Morton smiled perfunctorily. “I shall try to oblige monsieur le comte .” This, however, was not entirely candid. Whenever Henry Morton heard that someone's time was short-and he heard it often enough in the course of his duties-he in fact tended to find himself settling more comfortably into his seat, in readiness for a prolonged stay.

Rolles bowed his head in polite gratitude, while the count, very erect in his chair, continued to gaze at them with a fixed and wordless solemnity. “In what manner can we be of assistance to you?” asked the secretary. Morton wondered if the absence of expression on the faces of the two men before him was so complete because it was studied.

“Comte d'Auvraye,” Morton began, “you are acquainted with a young woman of your own nation, Madame Angelique Desmarches.”

“You assume,” began Rolles, “an acquaintance that-”

“Thank you, Monsieur Rolles,” the count interrupted, “but I believe we may speak in all frankness. I know Madame Desmarches, yes.”

For the moment Morton kept his tone scrupulously civil.

“May I presume, then, to ask the nature of your acquaintance with her?”

This question, which might have produced bluster in an English house, seemed not outwardly to trouble the two Frenchmen.

“Madame Desmarches at one time enjoyed my protection.” The count shifted slightly as he spoke, clasping his hands upon his knee.
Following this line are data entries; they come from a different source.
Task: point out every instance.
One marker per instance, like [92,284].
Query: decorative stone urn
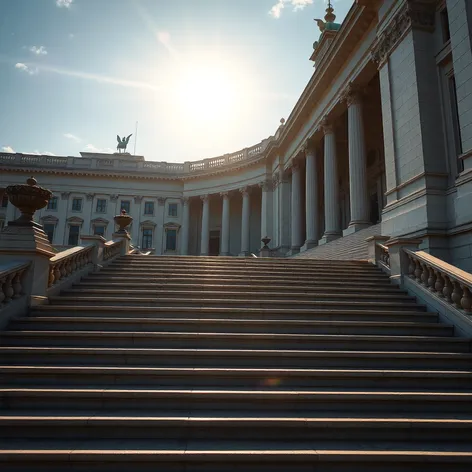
[123,220]
[28,199]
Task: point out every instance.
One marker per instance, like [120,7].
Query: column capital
[352,94]
[266,185]
[326,126]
The phrase was stiff enough, of course, but Morton heard a measure of pride in d'Auvraye's voice. Pride, and perhaps… affection? But there was something else, too, that he was not quite able to conceal as he made this admission. Something different. Undercurrents of grief, perhaps disappointment, some still-raw anger.
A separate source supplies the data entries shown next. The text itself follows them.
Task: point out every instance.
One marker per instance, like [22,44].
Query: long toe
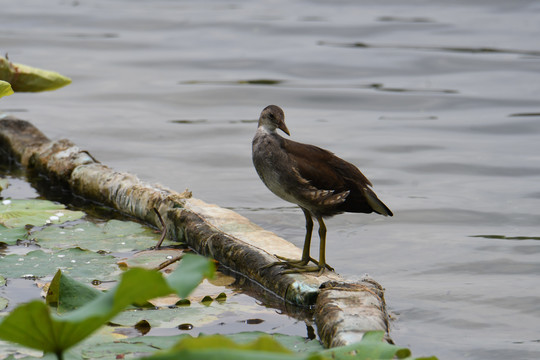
[304,269]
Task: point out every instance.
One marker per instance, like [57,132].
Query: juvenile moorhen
[322,184]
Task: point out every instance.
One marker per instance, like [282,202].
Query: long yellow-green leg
[322,244]
[321,264]
[307,245]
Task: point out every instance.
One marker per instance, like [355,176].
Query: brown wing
[325,171]
[322,168]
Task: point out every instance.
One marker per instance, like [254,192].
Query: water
[437,102]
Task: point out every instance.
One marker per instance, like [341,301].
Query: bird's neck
[264,129]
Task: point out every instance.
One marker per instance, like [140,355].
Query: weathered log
[344,310]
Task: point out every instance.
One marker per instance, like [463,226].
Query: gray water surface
[438,102]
“You are the owner, then, of the house at number 3, the Hampstead Road?”

A slight pause. This was cutting rather closer. “I am.”

“And a frequent visitor at this dwelling?”
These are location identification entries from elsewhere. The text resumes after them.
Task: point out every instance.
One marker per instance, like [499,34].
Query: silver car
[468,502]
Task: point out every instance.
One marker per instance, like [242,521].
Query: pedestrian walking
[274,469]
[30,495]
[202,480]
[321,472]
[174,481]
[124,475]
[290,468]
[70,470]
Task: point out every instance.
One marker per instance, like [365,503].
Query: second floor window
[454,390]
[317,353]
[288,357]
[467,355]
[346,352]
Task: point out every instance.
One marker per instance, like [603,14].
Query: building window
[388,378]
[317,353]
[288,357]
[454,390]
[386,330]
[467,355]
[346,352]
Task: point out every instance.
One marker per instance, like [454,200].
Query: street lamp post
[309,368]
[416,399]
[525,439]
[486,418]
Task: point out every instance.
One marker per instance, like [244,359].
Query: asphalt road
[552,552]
Now, however, Monsieur Rolles interposed, with delicacy. “Monsieur Morton, I am sure you can appreciate that one does not ask a gentleman to speak of such matters in any specific detail.”

Morton had no intention of listening for long to this sort of cant. But he was still interested in the ambiguity in the count's attitude toward his onetime mistress.

The count sat up suddenly, as though he had just wakened. “Monsieur Morton,” he said a bit breathlessly, “why are you asking about Madame Desmarches?”

“She was found dead two mornings ago, monsieur le comte .”

The man's hauteur fell away like a shroud slipping off a body. He turned to his secretary, eyes glittering with tears. He opened his mouth but could produce no sound but a rasping breath.

Rolles stood immediately and reached out to support his employer.

“Our interview is at an end,” the secretary said.

But the count held up a hand, and Morton did not move. It was a long moment before the count could collect himself, and then he turned to Morton. “How did this happen?”

“That is what I wish to learn, Count d'Auvraye. She was found dead a little distance from her home-”

“Could it have been…a suicide?” now Rolles quietly asked.

The count crossed himself. “May God forgive her.”

“It is true that she looked troubled that day-and I believe you know why. But I do not think that self-murder explains her death, messieurs. Nor do I think it was an accident.”

The count shook off his secretary and rose from his chair, unable suddenly to be still. He walked a few paces, restlessly clasping and unclasping his hands. Then he turned back to Morton, blinking quickly.

“Then what, monsieur, was the cause of Madame's death, if I may ask?”

“It seems likely that she died of a fall, but from the window of her home. Her body was then moved to a small sand pit and placed so that it appeared she had thrown herself or fallen onto some rocks.” Morton paused to let these words sink in. The count considered this information, the look of sadness on his face unchanging. Morton glanced at Rolles, who sat on the edge of his chair, eyes fixed on his employer, like a little dog who feared being left behind.

“Monsieur le comte,” Morton said, “I am informed that a man of yours visited Madame Desmarches's house on the day of her death, to evict her.” He turned to the secretary, his voice still polite, but his eye a little harder. “This, I presume, was you, Monsieur Rolles?”

Rolles dipped his head. The count turned to face Morton.

“You ordered Madame Desmarches from her house with but a single day's notice, monsieur le comte ? It is my duty to ask why.”